Potenziale unter der Lupe
03.08.2009: Verbund Rück- und Zuwanderung analysiert im Auftrag des Verkehrsministeriums die Rückkehrförderung in Ostdeutschland
Der Verbund Rück- und Zuwanderung analysiert im Auftrag des Bundesministeriums für Verkehr, Bau und Stadtentwicklung die Weiterentwicklungspotenziale der ostdeutschen Rückkehrinitiativen. Ziel ist es, die Rückkehrförderung in Ostdeutschland vor dem Hintergrund des Fachkräftemangels in den neuen Ländern zu optimieren.
Ostdeutschland hat seit 1991 knapp 1,4 Millionen seiner Einwohner verloren, davon rund zwei Drittel durch Abwanderung.
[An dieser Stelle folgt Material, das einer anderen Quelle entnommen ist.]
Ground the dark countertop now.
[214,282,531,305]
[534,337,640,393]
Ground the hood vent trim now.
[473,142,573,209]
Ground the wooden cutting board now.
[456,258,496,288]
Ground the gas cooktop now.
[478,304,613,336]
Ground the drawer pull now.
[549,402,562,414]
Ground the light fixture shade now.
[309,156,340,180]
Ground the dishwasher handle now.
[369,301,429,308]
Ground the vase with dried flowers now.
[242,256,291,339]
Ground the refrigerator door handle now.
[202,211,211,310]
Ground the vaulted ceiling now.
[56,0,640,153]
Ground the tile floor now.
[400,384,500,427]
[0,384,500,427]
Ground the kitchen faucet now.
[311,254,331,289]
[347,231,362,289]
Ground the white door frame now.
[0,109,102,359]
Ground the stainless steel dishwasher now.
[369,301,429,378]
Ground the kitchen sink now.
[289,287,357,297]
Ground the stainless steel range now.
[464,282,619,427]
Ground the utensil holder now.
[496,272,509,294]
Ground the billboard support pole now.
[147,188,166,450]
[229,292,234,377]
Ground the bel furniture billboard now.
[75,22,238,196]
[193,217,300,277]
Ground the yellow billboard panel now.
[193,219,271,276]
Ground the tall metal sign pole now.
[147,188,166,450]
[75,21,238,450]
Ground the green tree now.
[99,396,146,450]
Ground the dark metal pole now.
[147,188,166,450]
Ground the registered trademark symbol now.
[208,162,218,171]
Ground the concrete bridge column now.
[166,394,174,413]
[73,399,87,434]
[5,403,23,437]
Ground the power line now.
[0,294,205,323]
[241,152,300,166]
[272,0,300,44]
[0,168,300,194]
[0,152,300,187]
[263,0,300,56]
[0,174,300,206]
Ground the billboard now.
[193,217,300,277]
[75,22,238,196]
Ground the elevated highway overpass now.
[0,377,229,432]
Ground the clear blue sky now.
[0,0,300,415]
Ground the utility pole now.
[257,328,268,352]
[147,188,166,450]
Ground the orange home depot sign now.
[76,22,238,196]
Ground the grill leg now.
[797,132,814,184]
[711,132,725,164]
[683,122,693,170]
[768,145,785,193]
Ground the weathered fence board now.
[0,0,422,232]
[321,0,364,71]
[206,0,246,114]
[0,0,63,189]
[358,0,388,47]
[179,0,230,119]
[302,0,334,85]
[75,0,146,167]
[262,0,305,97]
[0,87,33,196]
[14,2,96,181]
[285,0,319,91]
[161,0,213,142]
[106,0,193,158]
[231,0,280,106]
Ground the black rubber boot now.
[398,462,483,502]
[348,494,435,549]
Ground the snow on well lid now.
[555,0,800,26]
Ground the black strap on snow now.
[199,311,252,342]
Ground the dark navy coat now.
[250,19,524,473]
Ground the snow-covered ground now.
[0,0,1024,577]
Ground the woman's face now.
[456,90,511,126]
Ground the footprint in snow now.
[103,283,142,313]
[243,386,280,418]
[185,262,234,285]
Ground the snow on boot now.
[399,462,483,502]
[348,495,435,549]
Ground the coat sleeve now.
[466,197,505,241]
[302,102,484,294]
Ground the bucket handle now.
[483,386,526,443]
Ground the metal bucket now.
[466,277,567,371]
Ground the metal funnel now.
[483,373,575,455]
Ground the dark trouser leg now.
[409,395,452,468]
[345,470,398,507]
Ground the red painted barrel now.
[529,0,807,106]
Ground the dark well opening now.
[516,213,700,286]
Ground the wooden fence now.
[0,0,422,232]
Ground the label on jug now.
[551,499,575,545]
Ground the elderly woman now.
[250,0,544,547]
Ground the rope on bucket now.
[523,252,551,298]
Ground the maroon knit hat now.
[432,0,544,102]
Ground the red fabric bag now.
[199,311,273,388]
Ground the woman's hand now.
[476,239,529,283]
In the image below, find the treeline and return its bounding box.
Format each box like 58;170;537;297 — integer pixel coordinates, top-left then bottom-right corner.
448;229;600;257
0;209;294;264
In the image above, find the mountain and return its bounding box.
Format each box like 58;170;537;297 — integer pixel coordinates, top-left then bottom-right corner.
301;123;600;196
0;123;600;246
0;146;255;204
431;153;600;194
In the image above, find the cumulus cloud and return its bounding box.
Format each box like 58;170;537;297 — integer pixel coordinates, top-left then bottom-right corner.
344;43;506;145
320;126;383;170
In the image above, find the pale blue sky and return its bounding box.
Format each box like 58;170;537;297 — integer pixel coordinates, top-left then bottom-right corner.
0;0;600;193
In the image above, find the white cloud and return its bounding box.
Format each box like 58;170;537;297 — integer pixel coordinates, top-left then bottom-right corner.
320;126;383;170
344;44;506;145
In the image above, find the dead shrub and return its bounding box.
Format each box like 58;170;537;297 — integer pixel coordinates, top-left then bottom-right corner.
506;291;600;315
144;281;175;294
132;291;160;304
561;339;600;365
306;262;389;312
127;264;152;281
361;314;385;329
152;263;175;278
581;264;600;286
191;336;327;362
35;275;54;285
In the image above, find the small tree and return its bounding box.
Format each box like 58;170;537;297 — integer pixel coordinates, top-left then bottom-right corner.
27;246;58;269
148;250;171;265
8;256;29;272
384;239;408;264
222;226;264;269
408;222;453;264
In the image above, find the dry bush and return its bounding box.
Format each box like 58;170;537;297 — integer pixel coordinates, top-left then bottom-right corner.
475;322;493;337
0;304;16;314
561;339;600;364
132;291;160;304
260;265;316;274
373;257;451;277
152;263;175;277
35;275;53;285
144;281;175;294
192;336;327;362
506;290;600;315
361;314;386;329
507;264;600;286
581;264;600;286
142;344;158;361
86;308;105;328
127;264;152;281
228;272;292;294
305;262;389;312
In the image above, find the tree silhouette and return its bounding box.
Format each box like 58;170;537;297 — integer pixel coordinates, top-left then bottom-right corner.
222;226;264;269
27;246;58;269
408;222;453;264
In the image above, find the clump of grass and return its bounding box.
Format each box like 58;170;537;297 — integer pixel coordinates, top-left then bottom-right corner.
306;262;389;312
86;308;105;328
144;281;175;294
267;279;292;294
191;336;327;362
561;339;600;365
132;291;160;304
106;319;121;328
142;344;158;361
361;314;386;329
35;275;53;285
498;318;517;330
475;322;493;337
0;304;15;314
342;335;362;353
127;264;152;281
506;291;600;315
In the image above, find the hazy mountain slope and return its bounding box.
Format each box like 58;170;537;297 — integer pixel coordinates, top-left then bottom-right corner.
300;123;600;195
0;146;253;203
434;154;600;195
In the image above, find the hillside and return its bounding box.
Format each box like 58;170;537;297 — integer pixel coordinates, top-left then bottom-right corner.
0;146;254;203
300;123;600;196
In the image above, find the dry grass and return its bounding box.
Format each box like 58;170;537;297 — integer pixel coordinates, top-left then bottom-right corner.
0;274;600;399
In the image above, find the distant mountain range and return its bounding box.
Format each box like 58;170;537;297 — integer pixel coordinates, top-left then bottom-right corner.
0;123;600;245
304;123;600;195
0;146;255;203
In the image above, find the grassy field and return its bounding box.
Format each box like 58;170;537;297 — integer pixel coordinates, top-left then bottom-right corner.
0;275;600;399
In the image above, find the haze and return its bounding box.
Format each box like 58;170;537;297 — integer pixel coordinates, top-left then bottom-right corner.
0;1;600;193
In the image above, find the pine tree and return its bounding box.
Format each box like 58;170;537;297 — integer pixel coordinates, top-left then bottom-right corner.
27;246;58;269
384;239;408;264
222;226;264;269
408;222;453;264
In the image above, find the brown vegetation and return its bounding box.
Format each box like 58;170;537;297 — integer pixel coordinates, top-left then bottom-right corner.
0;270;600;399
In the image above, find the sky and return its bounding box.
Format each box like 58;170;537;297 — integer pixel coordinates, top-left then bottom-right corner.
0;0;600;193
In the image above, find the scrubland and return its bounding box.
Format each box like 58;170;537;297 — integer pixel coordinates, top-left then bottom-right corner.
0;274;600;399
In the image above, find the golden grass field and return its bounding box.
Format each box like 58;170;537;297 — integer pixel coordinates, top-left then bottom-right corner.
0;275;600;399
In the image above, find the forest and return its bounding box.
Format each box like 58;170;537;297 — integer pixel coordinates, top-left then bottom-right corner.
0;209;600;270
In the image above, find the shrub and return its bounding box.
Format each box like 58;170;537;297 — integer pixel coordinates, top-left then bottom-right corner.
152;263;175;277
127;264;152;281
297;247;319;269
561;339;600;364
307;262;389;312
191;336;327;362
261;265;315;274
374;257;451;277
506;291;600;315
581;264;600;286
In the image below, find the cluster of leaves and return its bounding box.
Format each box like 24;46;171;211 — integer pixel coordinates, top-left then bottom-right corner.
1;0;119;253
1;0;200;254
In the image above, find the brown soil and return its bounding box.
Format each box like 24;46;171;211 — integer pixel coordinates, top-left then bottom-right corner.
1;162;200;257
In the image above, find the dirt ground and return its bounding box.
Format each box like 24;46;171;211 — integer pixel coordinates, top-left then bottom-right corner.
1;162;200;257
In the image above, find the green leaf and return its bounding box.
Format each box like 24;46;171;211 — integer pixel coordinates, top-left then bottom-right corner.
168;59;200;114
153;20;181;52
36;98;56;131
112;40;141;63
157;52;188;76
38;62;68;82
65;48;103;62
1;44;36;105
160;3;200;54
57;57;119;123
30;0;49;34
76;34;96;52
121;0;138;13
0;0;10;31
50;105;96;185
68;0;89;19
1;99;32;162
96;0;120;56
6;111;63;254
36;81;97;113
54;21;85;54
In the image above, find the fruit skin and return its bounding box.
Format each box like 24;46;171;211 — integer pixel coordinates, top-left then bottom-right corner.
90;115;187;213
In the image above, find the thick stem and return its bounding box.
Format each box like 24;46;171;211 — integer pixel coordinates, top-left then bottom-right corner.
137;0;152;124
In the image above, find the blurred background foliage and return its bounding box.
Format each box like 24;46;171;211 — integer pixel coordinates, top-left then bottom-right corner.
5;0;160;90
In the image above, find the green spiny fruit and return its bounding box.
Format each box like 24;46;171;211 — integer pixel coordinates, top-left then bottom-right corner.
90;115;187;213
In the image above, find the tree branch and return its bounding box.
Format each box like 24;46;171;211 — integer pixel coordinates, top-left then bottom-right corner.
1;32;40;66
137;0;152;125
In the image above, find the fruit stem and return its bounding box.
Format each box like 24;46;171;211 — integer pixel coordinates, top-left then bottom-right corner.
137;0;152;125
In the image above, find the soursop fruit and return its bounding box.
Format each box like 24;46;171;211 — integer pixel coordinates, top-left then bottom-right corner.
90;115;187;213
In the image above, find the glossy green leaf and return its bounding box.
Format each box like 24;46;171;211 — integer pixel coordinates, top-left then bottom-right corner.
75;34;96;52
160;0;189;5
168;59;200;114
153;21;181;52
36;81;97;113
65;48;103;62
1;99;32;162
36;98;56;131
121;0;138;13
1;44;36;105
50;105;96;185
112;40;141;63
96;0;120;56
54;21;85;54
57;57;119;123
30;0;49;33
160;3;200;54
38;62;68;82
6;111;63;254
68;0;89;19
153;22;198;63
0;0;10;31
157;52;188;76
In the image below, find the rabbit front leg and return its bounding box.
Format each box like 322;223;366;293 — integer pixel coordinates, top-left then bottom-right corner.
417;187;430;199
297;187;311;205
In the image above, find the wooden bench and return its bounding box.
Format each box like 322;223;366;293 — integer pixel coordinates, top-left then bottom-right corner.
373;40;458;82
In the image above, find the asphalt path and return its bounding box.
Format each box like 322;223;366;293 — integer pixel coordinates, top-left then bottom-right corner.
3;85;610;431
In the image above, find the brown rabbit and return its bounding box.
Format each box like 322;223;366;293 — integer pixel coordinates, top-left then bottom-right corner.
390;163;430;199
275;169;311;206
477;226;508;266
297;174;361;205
Das Forschungsprojekt soll unter anderem untersuchen, welche Ansätze bei der Ansprache der Abgewanderten und der Gewinnung von Partnern aus Wirtschaft und Arbeitsverwaltung erfolgreich waren. Dazu werden Strukturen, Ressourcen und Aufgaben der Agenturen, Initiativen und des Verbundes Rück- und Zuwanderung im Rahmen von Befragungen, einer Fragebogenaktion sowie von Workshops analysiert. Mit der Auswertung werden generelle Handlungsempfehlungen für die nächsten Schritte einer Gesamtstrategie zur Förderung der Rück- und Zuwanderung erarbeitet.
Das Forschungsprojekt läuft bis Ende des Jahres unter dem Dach der Stiftung Demokratische Jugend.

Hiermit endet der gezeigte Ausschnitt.